橘座公演は春、秋の2回あり、私は楽しみにしている。今回は日曜日なのでよかった。私は12時過ぎに会場へ行ったのだが、天候が悪いせいか予想より観客が少なく、空席が多少あった。
前座の鯉斗は小話を語った。聞き取れない部分があったのでマイクの調子が悪いのかと思ったら、鯉昇が喋った時ははっきりと聞き取れたので、鯉斗の発声がよくなかったのであろう。学生落語の延長という印象で、これからの修行が大切だ。
瀧川鯉昇という落語家は初めて知った。落語家は500名ぐらいいると思われるので知らない落語家がたくさんいる。鯉昇もそのひとりだ。高座で今年還暦になったと話していたが、見かけは本人も自認するように老けて見える。あまり期待していなかったが、噺は意外にも面白かった。
前半は、履歴など長い前口上の後、本題の「茶の湯」に入った。根岸に隠居の家を買った大店の主人が小僧の定吉と一緒に茶の湯を始めるという話である。隠居も小僧も茶の湯の知識は全くなく、ただ買った家に茶の湯の道具や茶室があったのでそれを使おうということで始まる。

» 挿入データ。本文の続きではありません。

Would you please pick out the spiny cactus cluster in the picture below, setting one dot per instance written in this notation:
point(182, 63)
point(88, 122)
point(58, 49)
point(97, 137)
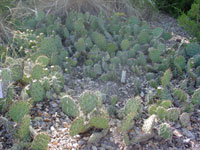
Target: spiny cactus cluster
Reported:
point(89, 113)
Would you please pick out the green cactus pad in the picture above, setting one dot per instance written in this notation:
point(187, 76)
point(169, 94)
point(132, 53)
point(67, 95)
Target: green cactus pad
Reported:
point(99, 40)
point(77, 126)
point(173, 114)
point(166, 104)
point(180, 94)
point(161, 112)
point(88, 101)
point(152, 109)
point(99, 121)
point(125, 44)
point(37, 72)
point(165, 131)
point(149, 124)
point(69, 107)
point(196, 97)
point(24, 131)
point(80, 45)
point(165, 80)
point(18, 110)
point(16, 72)
point(133, 105)
point(43, 60)
point(40, 142)
point(37, 91)
point(154, 55)
point(157, 32)
point(127, 123)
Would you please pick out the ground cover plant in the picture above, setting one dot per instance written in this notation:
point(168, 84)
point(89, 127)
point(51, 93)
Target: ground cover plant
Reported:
point(48, 49)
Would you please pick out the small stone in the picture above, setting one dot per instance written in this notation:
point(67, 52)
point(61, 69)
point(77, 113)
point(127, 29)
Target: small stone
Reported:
point(94, 148)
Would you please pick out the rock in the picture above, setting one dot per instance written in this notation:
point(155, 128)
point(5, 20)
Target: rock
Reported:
point(188, 133)
point(185, 119)
point(94, 148)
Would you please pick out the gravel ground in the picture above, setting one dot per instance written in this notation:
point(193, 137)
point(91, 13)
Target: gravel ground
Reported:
point(48, 117)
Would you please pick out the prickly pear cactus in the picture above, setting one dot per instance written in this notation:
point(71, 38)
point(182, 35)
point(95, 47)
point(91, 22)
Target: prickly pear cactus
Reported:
point(133, 105)
point(164, 131)
point(40, 142)
point(192, 49)
point(88, 101)
point(127, 123)
point(18, 110)
point(16, 72)
point(196, 97)
point(100, 40)
point(77, 126)
point(180, 94)
point(37, 91)
point(173, 114)
point(80, 45)
point(157, 32)
point(161, 112)
point(149, 124)
point(125, 44)
point(99, 120)
point(152, 109)
point(166, 104)
point(37, 72)
point(154, 55)
point(166, 78)
point(43, 60)
point(69, 107)
point(185, 119)
point(24, 131)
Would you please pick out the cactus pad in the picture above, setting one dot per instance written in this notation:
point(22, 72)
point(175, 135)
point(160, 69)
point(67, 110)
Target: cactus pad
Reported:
point(37, 91)
point(69, 107)
point(18, 110)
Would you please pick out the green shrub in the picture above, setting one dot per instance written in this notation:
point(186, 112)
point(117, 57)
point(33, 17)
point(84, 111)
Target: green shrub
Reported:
point(191, 20)
point(174, 7)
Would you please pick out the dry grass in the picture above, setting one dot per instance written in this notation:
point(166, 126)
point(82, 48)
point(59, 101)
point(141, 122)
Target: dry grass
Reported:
point(62, 7)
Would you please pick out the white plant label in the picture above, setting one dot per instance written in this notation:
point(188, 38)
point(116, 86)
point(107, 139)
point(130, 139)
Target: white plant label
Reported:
point(1, 92)
point(123, 78)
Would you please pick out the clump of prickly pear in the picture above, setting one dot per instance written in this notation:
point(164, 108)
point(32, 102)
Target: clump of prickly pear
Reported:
point(164, 131)
point(99, 120)
point(127, 122)
point(180, 94)
point(88, 101)
point(133, 105)
point(161, 112)
point(42, 60)
point(157, 32)
point(40, 142)
point(80, 45)
point(99, 40)
point(165, 80)
point(18, 110)
point(16, 72)
point(125, 44)
point(37, 91)
point(37, 72)
point(24, 131)
point(152, 109)
point(166, 104)
point(196, 97)
point(173, 114)
point(143, 37)
point(69, 107)
point(77, 126)
point(185, 119)
point(154, 55)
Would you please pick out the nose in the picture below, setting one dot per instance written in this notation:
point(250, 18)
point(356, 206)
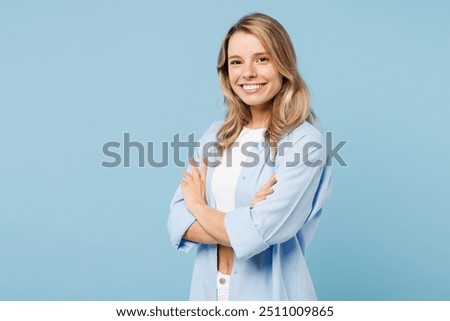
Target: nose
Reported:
point(249, 71)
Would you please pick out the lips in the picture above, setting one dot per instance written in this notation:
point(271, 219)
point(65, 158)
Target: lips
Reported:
point(251, 87)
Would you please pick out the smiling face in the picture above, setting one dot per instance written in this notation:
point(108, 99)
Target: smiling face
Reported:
point(252, 73)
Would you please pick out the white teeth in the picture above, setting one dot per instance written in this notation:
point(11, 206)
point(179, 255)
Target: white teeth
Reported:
point(251, 87)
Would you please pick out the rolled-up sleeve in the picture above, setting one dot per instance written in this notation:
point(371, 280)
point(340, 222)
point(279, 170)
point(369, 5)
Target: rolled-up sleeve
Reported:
point(180, 219)
point(279, 217)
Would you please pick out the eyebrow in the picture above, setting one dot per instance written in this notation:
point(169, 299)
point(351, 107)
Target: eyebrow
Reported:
point(256, 54)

抹茶として小僧が青黄粉を買ってきて、それでお茶を立てるのだが、泡が出ないので石鹸を買ってきてそれを入れて泡を立てる。それを我慢して飲んだので二人ともひどい下痢をする。
せっかく茶の湯を始めたのだからと店子3軒に招待状をだす。もらった方は茶の湯の知識がないので恥をかくのが嫌で店子を辞めようとする・・・・・というような、ナンセンス噺である。お茶を飲むときの仕草で笑いをとる仕草噺でもある。
お仲入りのあと、2席目は衣装を変えないで高座に上った。鯉昇は話の途中で羽織をぬぐこともしない。
今度は前口上なしにいきなり本題に入った。江戸の夜回りの噺で、番屋に集まって2つのグループに分かれて夜回りをする。その一つのグループが、酒や猪肉を用意して来て、役人に内緒で酒を飲み猪肉鍋を食べるという噺である。
その様子を仕草を面白く演じるのだ。1部2部とも仕草を取り入れた噺であるところを見ると鯉昇は仕草噺が得意のようだ。顔の表情や動作も大変上手に演じていて客席は笑いが頻繁に起きた。
酒を飲み肉を食べていると役人が来たので見つかってしまう。それでせんじ薬を飲んでいたと偽ると役人は風邪を引いているからそれを飲みたいという。役人は酒をみんなのみ肉もみんな食べてしまう。オチは「二番煎じをたのむ」という「二番煎じ」という噺であった。オチが題名になっている珍しい落語であった。